THERE'S ALWAYS A FESTIVAL SOMEWHERE
This weekend is Oxjam, 28 national all-dayers featuring a total of nearly 900 bands and DJs in over 160 venues. We promised we'd give it a mention, but in reality pretty much all of them are overfull of 'unsigned' locals taking a break from being second on the bill somewhere local every single week, and we can ignore those. Send a direct debit to Oxfam yourselves and instead go to Nottingham for the annual Hockley Hustle, also for charity but featuring booking invention across its 30 venues. The Bodega Social, for instance, is putting on a day of local bands playing at being their inspirations, including Nephu Huzzband as ...Trail Of Dead, Stop Eject as Nirvana, Slowcoaches as Pixies and Bronze Medals as Refused. Buttonpusher take on Bunkers Hill with Talons, Buenos Aires, Illness, Double Handsome Dragons and Sir Yes Sir; My First Tooth headline at Lee Rosy's; and Hello Thor take over Jam Cafe and bring Moscow Youth Cult, Over The Wall, Japanese Sleepers and Mexican Kids At Home. There's also a band somewhere about called Arse Full Of Chips. We dare not ask. Next weekend? Battersea Power Station hosts something called the Freeze Festival, which seems to be some bands playing to next to nobody next to some snowboarders. So there's your Roni Size, Hadouken! and a headline DJ set from Pendulum, but headliner Mark Ronson has sneaked Rose Elinor Dougall onto the bill, because surely what better soundtrack is there for wildcats and McTwists then Casiotone shoegaze?

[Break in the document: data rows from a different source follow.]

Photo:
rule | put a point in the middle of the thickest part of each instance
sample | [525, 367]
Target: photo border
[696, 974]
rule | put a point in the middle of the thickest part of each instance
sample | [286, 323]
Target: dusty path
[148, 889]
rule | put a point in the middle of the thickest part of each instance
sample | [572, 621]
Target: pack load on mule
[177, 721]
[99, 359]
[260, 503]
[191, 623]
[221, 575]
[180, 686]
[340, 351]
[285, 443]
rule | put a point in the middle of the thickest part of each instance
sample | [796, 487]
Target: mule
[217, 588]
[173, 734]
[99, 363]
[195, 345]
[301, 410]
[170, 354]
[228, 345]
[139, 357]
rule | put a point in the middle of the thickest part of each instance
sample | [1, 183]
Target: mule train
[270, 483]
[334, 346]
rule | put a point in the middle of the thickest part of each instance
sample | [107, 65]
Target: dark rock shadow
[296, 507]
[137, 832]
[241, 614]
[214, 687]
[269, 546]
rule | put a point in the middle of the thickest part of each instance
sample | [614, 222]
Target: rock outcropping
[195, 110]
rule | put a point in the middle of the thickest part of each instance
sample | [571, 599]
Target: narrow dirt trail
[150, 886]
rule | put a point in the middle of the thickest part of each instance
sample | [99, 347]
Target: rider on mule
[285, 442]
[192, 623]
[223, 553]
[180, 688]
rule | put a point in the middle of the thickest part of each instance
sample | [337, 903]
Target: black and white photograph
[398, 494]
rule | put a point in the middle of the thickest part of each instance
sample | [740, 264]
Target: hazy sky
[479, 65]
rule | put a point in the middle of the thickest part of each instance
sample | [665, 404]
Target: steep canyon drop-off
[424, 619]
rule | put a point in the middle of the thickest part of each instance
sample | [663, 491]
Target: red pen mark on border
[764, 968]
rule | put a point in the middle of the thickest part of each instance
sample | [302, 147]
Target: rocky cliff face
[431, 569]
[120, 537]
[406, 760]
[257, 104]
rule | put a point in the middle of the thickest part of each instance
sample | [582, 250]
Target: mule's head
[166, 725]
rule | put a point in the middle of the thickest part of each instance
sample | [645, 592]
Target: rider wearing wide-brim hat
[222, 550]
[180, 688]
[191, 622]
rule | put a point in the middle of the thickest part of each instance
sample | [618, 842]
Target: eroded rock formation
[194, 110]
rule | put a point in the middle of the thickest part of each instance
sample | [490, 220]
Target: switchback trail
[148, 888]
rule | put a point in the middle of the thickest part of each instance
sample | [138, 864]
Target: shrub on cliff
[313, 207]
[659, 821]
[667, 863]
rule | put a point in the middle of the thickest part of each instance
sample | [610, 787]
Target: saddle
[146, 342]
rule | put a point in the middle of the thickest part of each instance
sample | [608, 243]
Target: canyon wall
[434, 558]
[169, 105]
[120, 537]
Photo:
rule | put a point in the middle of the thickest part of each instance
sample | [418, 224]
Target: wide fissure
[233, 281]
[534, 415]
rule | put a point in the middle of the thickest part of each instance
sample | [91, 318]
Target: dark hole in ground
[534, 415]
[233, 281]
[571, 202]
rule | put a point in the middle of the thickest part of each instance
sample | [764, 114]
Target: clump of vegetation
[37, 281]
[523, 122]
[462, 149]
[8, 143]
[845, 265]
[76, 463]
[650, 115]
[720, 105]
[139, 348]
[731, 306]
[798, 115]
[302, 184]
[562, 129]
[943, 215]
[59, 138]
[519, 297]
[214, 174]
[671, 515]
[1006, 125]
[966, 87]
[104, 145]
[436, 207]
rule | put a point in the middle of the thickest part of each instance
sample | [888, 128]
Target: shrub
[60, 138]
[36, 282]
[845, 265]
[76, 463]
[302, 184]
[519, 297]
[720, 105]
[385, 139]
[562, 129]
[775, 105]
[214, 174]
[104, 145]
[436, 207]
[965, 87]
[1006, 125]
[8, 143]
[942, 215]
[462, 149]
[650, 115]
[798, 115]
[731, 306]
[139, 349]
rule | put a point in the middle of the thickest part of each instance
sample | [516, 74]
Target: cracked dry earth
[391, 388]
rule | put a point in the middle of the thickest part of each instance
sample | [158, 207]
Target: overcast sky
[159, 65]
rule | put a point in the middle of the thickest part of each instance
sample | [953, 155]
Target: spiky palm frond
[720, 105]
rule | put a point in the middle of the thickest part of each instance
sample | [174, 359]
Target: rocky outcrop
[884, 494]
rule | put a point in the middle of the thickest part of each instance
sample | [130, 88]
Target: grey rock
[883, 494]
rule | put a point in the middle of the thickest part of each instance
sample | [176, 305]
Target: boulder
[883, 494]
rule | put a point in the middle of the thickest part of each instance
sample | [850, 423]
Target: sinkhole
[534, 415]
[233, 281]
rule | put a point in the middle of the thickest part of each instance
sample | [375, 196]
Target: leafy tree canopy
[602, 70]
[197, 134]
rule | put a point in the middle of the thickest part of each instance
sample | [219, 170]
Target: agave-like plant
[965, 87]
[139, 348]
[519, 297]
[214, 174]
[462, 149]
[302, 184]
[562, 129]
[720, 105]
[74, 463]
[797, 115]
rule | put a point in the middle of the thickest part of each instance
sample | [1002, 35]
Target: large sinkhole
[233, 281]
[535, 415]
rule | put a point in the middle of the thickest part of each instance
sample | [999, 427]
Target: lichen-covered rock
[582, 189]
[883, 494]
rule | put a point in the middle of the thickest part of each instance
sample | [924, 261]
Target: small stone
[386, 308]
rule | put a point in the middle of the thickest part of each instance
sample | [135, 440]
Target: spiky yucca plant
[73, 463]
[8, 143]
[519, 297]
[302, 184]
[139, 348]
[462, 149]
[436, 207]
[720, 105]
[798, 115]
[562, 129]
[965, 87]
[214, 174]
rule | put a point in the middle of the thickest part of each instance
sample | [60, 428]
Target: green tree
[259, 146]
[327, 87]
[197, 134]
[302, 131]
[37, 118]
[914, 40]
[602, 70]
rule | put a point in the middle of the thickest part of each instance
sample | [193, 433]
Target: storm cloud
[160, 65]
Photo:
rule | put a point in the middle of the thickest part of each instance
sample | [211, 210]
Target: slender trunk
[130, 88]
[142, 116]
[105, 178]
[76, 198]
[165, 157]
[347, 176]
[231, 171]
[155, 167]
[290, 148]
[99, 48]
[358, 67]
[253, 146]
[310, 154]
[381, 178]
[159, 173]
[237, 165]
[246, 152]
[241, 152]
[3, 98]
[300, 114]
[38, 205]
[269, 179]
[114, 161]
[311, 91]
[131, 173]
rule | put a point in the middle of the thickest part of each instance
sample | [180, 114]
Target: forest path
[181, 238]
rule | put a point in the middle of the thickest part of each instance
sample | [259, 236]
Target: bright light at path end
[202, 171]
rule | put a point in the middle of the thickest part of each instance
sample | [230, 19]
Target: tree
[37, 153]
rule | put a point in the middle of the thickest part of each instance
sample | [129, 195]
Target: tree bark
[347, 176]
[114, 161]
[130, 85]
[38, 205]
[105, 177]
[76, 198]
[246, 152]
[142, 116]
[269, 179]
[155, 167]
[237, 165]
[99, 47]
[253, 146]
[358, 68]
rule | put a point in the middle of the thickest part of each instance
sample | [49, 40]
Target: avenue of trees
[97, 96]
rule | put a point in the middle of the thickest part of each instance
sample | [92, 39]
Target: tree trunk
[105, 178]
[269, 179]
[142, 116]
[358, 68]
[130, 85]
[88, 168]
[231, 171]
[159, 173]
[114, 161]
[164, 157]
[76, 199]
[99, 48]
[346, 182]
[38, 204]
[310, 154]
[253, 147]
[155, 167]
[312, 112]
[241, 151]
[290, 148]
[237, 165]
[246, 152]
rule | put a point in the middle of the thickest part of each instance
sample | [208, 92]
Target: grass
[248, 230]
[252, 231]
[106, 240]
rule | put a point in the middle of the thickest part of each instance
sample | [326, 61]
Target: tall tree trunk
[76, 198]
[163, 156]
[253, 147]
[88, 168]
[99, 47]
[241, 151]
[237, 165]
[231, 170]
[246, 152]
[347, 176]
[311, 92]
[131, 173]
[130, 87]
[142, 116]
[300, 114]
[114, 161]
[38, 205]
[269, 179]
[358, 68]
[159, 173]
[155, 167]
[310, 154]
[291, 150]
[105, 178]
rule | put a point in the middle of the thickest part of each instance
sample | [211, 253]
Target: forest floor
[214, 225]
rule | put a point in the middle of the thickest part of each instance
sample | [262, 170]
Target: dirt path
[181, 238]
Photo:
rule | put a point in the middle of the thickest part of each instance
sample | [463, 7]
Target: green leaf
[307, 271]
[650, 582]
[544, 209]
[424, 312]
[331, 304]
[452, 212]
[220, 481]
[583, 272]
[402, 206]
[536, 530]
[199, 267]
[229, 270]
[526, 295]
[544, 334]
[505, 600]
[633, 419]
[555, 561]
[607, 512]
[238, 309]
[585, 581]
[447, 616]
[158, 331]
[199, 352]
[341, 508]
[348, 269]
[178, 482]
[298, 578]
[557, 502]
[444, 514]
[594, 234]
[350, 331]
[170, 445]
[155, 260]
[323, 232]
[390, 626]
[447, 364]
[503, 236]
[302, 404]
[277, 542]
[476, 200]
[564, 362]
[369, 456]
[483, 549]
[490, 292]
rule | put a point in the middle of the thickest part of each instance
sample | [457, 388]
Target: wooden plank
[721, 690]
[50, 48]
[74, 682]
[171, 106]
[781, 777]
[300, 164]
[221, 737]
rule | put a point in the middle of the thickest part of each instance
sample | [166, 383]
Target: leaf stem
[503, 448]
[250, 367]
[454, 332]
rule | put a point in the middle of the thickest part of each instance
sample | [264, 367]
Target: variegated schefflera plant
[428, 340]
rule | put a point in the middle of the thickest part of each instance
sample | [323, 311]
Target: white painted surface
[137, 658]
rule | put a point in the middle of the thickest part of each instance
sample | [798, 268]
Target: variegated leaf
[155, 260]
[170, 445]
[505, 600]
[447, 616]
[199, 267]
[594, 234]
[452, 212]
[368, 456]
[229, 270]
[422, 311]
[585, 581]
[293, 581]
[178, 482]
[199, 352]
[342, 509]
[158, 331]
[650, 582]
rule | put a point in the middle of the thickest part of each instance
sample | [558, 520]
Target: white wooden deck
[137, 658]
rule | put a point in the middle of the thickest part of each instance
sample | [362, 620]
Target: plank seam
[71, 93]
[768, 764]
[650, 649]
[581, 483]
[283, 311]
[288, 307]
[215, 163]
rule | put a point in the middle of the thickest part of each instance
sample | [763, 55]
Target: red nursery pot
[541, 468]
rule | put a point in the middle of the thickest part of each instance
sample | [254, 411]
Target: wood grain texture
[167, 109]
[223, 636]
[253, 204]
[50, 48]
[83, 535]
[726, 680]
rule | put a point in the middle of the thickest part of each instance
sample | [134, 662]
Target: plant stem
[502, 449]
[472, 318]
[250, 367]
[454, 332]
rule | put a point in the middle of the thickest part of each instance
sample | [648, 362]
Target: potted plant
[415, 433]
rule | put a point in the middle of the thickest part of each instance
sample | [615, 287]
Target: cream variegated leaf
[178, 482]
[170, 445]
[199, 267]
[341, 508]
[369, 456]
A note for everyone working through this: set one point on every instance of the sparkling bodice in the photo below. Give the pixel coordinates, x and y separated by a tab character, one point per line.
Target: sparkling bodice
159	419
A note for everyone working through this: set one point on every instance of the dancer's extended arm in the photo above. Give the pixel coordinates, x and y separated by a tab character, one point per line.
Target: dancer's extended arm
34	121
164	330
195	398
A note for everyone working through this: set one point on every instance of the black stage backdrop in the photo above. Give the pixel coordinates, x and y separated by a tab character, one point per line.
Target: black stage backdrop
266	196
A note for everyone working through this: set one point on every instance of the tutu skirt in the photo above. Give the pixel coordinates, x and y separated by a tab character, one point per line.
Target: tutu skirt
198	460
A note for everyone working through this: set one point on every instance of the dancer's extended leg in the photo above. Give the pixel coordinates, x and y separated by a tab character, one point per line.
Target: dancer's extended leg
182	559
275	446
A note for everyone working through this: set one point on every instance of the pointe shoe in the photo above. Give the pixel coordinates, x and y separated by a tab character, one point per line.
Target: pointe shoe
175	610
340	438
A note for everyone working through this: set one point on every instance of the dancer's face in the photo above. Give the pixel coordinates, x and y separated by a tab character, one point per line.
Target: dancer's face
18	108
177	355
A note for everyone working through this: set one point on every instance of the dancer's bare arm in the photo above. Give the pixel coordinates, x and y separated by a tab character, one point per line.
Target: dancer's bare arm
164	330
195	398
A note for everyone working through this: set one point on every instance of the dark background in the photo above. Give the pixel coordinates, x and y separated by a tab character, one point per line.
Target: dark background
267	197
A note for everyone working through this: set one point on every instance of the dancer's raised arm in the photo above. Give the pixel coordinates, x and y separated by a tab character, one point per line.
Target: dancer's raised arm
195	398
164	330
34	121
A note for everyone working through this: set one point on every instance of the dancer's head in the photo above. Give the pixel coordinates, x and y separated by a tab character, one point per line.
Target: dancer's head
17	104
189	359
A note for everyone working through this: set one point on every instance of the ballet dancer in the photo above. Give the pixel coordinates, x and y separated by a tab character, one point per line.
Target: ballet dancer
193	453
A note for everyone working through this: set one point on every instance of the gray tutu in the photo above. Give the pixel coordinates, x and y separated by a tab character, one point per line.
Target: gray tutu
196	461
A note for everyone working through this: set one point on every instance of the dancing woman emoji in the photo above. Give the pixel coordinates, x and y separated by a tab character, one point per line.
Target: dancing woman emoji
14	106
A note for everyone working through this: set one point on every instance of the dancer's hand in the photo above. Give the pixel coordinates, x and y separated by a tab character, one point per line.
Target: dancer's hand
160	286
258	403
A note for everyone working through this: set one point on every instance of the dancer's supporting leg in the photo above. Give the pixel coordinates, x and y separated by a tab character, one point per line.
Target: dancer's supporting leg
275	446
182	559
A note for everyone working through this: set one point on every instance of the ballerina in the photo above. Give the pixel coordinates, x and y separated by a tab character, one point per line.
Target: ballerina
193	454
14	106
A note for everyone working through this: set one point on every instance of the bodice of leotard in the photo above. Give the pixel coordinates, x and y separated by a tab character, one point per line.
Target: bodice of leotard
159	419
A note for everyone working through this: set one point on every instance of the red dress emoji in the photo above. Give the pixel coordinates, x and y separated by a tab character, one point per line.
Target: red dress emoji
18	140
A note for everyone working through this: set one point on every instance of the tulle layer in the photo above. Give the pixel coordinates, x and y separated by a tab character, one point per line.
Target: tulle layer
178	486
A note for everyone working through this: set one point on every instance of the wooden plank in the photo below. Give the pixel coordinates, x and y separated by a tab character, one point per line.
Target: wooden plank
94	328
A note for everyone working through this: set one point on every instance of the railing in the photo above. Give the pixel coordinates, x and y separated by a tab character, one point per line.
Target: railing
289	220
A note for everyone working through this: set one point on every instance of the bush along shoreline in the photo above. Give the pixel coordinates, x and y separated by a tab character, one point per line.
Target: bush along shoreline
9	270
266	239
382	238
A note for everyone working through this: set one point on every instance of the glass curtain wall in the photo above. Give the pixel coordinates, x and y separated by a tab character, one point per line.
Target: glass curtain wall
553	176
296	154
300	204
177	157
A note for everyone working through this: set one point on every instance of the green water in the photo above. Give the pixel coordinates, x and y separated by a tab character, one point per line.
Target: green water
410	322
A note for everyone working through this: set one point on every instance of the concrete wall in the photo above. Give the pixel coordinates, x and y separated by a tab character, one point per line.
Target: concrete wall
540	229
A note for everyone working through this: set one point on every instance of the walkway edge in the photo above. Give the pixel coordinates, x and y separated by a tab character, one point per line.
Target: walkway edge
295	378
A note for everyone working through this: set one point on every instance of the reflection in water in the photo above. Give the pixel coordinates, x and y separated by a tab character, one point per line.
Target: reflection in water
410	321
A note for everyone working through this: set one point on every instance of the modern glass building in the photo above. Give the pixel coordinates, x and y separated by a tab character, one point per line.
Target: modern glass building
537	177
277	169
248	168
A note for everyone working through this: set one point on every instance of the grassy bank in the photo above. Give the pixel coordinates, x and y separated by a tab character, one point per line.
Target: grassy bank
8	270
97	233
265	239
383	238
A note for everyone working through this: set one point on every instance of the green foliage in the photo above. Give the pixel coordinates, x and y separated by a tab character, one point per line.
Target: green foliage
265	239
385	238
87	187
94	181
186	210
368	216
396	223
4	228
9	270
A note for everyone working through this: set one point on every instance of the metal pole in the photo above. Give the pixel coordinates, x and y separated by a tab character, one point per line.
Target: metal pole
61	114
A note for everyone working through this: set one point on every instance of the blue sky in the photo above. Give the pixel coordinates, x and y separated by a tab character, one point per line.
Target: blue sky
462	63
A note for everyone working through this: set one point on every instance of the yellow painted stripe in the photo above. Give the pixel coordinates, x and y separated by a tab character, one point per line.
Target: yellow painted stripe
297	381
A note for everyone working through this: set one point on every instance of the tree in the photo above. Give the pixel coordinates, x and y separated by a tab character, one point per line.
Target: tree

There must have been some misunderstanding on Relentless' own stage on Sunday night too, as between ragga metallers Skindred and straight up pop-punks Fenix TX come Dananananaykroyd, a band we personally haven't seen live for just too long now, and whose set will probably contain more high stakes agility than the entire big air competition.
Tomorrow, remember to Keep It Peel. And in view of such, Dandelion Radio has opened the voting for this year's Festive 50.